Thursday, December 13, 2012

Time Enough at Last

J.P. Freire on That Nonexistent Time When Everyone Read More Books:

Julia Ingalls, writing in Salon, laments that the way we consume literature is changing, forcing us to turn to more instantly gratifying, “repackaged” literature. While she eventually praises the works that come of this new cultural shift, she writes that “[t]he reality of the 21st century is that unaccounted-for blocks of time just don’t exist like they used to, at least for anybody who’s trying to make a living.”

Was this true of the twentieth century? Or even the nineteenth? Look, let’s make a rule: Stop yearning for a time when things were supposedly better if it was only “better” for the lucky (and small!) classes or geographic regions that weren’t living on the verge of starvation. We identify with the enlightened classes in history because things are better today for more people.

Every time I read a piece about how much more awesome things were when “everyone” memorized poetry, I wonder if the author knows that “everyone” was really just a handful of the few people who could afford the time to study it. After all, schedules get crunched when you’re trying not to die of cholera or malnutrition.
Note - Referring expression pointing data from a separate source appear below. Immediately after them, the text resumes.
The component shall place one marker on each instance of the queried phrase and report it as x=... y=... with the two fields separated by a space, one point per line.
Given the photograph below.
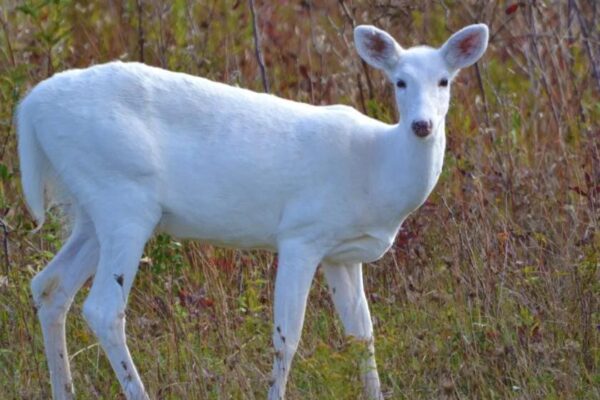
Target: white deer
x=135 y=149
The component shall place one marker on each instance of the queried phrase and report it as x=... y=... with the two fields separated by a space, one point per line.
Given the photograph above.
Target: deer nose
x=422 y=128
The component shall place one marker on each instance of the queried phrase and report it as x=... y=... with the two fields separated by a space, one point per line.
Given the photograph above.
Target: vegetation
x=492 y=288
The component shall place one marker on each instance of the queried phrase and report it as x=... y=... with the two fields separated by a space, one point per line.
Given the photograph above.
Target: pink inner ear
x=376 y=45
x=467 y=45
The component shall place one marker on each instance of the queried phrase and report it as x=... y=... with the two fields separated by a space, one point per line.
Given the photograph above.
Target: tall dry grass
x=491 y=289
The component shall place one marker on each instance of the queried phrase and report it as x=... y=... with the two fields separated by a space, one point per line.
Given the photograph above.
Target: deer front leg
x=297 y=266
x=346 y=288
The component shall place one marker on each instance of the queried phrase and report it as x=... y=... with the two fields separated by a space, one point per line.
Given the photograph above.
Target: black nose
x=422 y=128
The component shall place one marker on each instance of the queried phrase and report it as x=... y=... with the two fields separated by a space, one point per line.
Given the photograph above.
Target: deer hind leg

By any measure you care to use, things are better today for more people than ever in history. On this particular topic of “leisure time” you don’t even have to go back to the 18th or 19th centuries to realize how much has changed. During the 1930s and 40s (when my parents were growing up), around a fifth of all Americans lived and worked on farms. Many of those that didn’t worked in industries like construction, manufacturing, mining, or transportation that involved hard labor, long hours, and little time off. Most who worked for a living had very few “unaccounted-for blocks of time” and neither did the housewife who was raising children (more on average) and cooking, cleaning, and performing all the other chores of domestic life with few of the modern conveniences that we now take for granted.

Do the “unaccounted-for blocks of time” really not exist today because we have to work so much? Or because we choose to fill our lives with other activities that we’ve come to regard as necessary, but would have been viewed as luxuries by previous generations?